PDF.js is an HTML5-based Portable Document Format renderer.
Project Manager: Bill Walker
Developers: Artur Adib, Brendan Dahl
IRC: #pdfjs on irc.mozilla.org
Mailing list: dev-pdf-js
- 1 Meeting Notes
- 2 Current work items
- 3 Tracking in-progress work
- 4 Testing
- 5 Utils
- 6 Coding Style
- 7 Review (aka pull-request) policy
Meeting notes are now kept in etherpad and follow the format of https://etherpad.mozilla.org/pdfjs-<YYYY-MM-DD>. There should be one for every Thursday.
Current work items
Render PDF 1.7 spec perfectly
- (tracked by github issues)
Analyze pdf.js's feature completeness across all PDFs
- gather large corpus of PDFs (unassigned)
- run pdf.js over all PDFs to collect data on missing and broken features (unassigned)
- prioritize missing features (unassigned)
- implement missing features (unknown work)
Integrate code into Firefox/Gecko proper
- (as required)
Tracking in-progress work
We'll try to use github issues to track work. (If that proves too unwieldy, we can move to another system.)
Like bugzilla, "issues" are used to track both bugs filed by users and specific work items for developers. Try to file one issue per problem observed. For example,
Text looks bad in PDFs
is an unspecific issue. A more specific and more helpful one is
Glyph spacing is weird on page 10 of http://foo.com/bar.pdf
is an unspecific work item. Better is
Add code to convert Type 1 into CFF
For big projects that span many issues, let's try to use issue "labels" to track the work. (In the same way one would use metabugs to track big projects in bugzilla.) So for the font example above, while Type1->CFF conversion is a specific work item, we might want to tag it "fonts" for easier searching.

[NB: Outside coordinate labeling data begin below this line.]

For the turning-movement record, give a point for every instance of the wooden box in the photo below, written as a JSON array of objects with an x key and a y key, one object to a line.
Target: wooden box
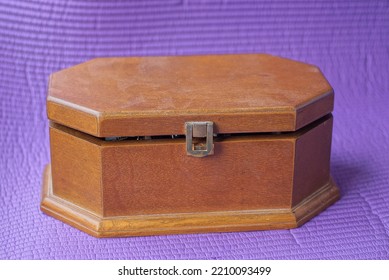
[{"x": 166, "y": 145}]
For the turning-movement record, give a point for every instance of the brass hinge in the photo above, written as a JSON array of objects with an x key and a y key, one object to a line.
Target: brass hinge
[{"x": 199, "y": 138}]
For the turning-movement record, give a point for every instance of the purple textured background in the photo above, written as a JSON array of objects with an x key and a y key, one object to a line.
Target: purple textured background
[{"x": 348, "y": 40}]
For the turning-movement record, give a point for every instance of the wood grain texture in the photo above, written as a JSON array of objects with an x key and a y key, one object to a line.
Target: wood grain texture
[
  {"x": 138, "y": 96},
  {"x": 263, "y": 181},
  {"x": 76, "y": 170},
  {"x": 155, "y": 224}
]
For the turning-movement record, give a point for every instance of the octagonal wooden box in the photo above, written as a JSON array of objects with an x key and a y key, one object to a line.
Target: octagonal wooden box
[{"x": 165, "y": 145}]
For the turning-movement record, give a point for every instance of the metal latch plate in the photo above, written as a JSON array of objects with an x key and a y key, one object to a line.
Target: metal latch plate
[{"x": 199, "y": 138}]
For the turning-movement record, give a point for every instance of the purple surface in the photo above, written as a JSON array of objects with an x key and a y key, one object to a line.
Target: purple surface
[{"x": 348, "y": 40}]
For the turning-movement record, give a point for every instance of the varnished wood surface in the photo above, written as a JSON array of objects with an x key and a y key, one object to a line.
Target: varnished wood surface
[
  {"x": 141, "y": 96},
  {"x": 155, "y": 224},
  {"x": 251, "y": 182}
]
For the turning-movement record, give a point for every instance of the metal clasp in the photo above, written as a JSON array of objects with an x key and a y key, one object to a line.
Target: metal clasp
[{"x": 195, "y": 133}]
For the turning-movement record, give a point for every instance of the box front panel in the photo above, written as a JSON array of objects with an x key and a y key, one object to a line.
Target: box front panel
[
  {"x": 76, "y": 169},
  {"x": 152, "y": 177}
]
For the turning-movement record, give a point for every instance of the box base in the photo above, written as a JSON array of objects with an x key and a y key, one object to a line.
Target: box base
[{"x": 178, "y": 223}]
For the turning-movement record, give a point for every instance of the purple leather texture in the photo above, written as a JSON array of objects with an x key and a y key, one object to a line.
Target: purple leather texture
[{"x": 348, "y": 40}]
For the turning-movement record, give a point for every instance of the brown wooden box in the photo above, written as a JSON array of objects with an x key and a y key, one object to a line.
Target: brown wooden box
[{"x": 164, "y": 145}]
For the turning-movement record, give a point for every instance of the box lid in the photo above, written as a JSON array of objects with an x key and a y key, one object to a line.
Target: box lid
[{"x": 144, "y": 96}]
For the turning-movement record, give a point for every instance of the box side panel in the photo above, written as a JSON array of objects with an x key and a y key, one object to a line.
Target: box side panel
[
  {"x": 152, "y": 177},
  {"x": 312, "y": 161},
  {"x": 76, "y": 170}
]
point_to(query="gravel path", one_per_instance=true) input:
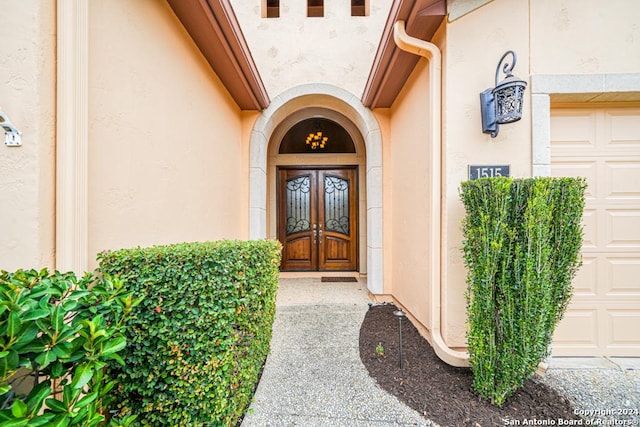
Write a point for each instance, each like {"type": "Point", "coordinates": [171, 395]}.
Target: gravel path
{"type": "Point", "coordinates": [603, 396]}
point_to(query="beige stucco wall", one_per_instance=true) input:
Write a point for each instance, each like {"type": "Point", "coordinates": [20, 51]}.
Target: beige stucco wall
{"type": "Point", "coordinates": [292, 50]}
{"type": "Point", "coordinates": [469, 65]}
{"type": "Point", "coordinates": [469, 68]}
{"type": "Point", "coordinates": [585, 37]}
{"type": "Point", "coordinates": [27, 90]}
{"type": "Point", "coordinates": [407, 165]}
{"type": "Point", "coordinates": [166, 158]}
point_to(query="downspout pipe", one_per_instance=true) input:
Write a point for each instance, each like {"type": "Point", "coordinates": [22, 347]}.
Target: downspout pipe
{"type": "Point", "coordinates": [432, 53]}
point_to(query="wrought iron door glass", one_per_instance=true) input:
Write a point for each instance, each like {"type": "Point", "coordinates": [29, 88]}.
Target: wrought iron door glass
{"type": "Point", "coordinates": [298, 204]}
{"type": "Point", "coordinates": [336, 204]}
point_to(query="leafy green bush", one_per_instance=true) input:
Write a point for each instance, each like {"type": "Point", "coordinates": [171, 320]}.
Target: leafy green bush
{"type": "Point", "coordinates": [57, 333]}
{"type": "Point", "coordinates": [199, 339]}
{"type": "Point", "coordinates": [522, 249]}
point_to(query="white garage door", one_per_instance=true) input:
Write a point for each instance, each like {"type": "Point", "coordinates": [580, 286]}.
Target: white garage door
{"type": "Point", "coordinates": [603, 145]}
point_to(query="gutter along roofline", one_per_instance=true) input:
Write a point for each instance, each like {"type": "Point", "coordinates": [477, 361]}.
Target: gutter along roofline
{"type": "Point", "coordinates": [392, 66]}
{"type": "Point", "coordinates": [214, 28]}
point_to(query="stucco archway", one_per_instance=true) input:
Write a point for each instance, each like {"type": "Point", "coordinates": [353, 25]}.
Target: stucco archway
{"type": "Point", "coordinates": [333, 98]}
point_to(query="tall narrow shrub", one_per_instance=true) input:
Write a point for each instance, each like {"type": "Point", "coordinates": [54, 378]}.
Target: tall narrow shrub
{"type": "Point", "coordinates": [522, 240]}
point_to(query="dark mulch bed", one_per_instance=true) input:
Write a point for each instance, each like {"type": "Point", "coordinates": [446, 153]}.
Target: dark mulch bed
{"type": "Point", "coordinates": [441, 392]}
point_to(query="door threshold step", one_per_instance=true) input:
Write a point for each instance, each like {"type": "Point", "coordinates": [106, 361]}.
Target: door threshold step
{"type": "Point", "coordinates": [338, 279]}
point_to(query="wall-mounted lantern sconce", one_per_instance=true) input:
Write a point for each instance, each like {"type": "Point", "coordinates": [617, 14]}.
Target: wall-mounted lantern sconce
{"type": "Point", "coordinates": [12, 135]}
{"type": "Point", "coordinates": [502, 104]}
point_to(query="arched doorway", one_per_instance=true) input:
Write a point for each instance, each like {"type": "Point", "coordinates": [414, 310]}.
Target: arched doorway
{"type": "Point", "coordinates": [317, 188]}
{"type": "Point", "coordinates": [346, 109]}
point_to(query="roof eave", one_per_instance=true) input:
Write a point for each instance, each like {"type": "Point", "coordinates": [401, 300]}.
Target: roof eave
{"type": "Point", "coordinates": [214, 28]}
{"type": "Point", "coordinates": [392, 66]}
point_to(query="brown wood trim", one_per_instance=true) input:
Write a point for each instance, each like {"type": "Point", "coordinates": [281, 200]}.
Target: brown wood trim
{"type": "Point", "coordinates": [214, 28]}
{"type": "Point", "coordinates": [391, 66]}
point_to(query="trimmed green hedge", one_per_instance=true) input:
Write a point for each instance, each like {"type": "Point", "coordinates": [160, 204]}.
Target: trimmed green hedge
{"type": "Point", "coordinates": [198, 340]}
{"type": "Point", "coordinates": [57, 333]}
{"type": "Point", "coordinates": [522, 241]}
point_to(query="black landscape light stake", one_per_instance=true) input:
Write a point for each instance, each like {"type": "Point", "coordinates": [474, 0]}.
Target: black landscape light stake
{"type": "Point", "coordinates": [400, 315]}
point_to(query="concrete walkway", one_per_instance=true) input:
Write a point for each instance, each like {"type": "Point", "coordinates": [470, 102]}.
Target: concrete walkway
{"type": "Point", "coordinates": [313, 375]}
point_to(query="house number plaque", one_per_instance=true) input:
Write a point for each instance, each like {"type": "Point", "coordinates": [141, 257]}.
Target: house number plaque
{"type": "Point", "coordinates": [488, 171]}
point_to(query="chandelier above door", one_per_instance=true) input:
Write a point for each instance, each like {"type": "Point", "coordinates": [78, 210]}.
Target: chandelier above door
{"type": "Point", "coordinates": [316, 139]}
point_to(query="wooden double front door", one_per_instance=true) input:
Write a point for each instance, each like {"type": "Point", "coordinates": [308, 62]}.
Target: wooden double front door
{"type": "Point", "coordinates": [317, 218]}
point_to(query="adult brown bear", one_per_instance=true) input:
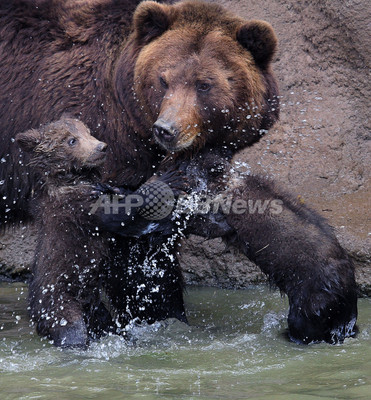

Once a specific work item (issue) has been filed, please assign the issue to yourself if you're working on it. This avoids multiple people working on the same projects and thereby wasting time.
Big project: SVG backend
Most of SVG maps well to PDF (was influenced by?). There are existing PDF->SVG translators. Perf is the biggest concern. We want to build the SVG document in the background, without affecting main-thread interactivity. The way to do that is by building the document with a Web Worker thread. The problem is, Workers don't have access to any DOM APIs. We'll probably need to build the document as a string in the background, then send it over to the main thread for parsing.
Big project: Text selection
- Option 1: In SVG backend
- Draw to canvas first. On first selection, switch to SVG-rendered content.
- Let Gecko do all text selection in SVG document
- Option 2: In canvas backend
- Build data structure representing text drawn to screen (e.g., display list/BSP/etc.). For best results, collapse adjacent and same-height/width "text runs".
- Walk data structure and compute textruns at a particular point and/or within a bounding box
- Add UI for "highlighted" text above PDF and saving selected text to clipboard
- Corner cases: clipped text, occluded text, non-white backgrounds, non-black text
- Maybe: render without display-list building first, then on first selection re-interpret PDF to build display list. Or pre-build display list in the background.
See notes from "Baz", a poppler developer.
Big project: Accessibility
Kind of like text selection, except there's no web-visible accessibility API we could hook with canvas. So
- Somehow detect that a11y is enabled, permanently switch to SVG backend
- Let Gecko implement a11y interfaces
Big project: Vertical text
Somewhat pervasive mode switch in text-drawing code. Is it just a matter of transform hackery to put glyphs in the right place, or do we need canvas support? Canvas support might be a big project.
Big project: Search
We want browsers' find-in-page features to see PDF text too. This is hard with canvas. With an SVG or HTML backend, if we set things up properly, we might get search almost for free. Search is very similar to but slightly harder than text selection because search needs to know about word-, sentence-, paragraph-, column-, and page-breaks, potentially, so as to know which chunks of text are part of the same word, whereas text selection just needs to know about text that might be adjacent.
Big project: XFA or AcroForms
Big project: Sanitizer
PDF files often have malicious content within itself, which can be used to compromise the security of the system. Rendering PDF file with PDF.js is often slow and broken, which makes the users to open the files with native readers. It will be very useful to have a mean to remove malicious content from PDF.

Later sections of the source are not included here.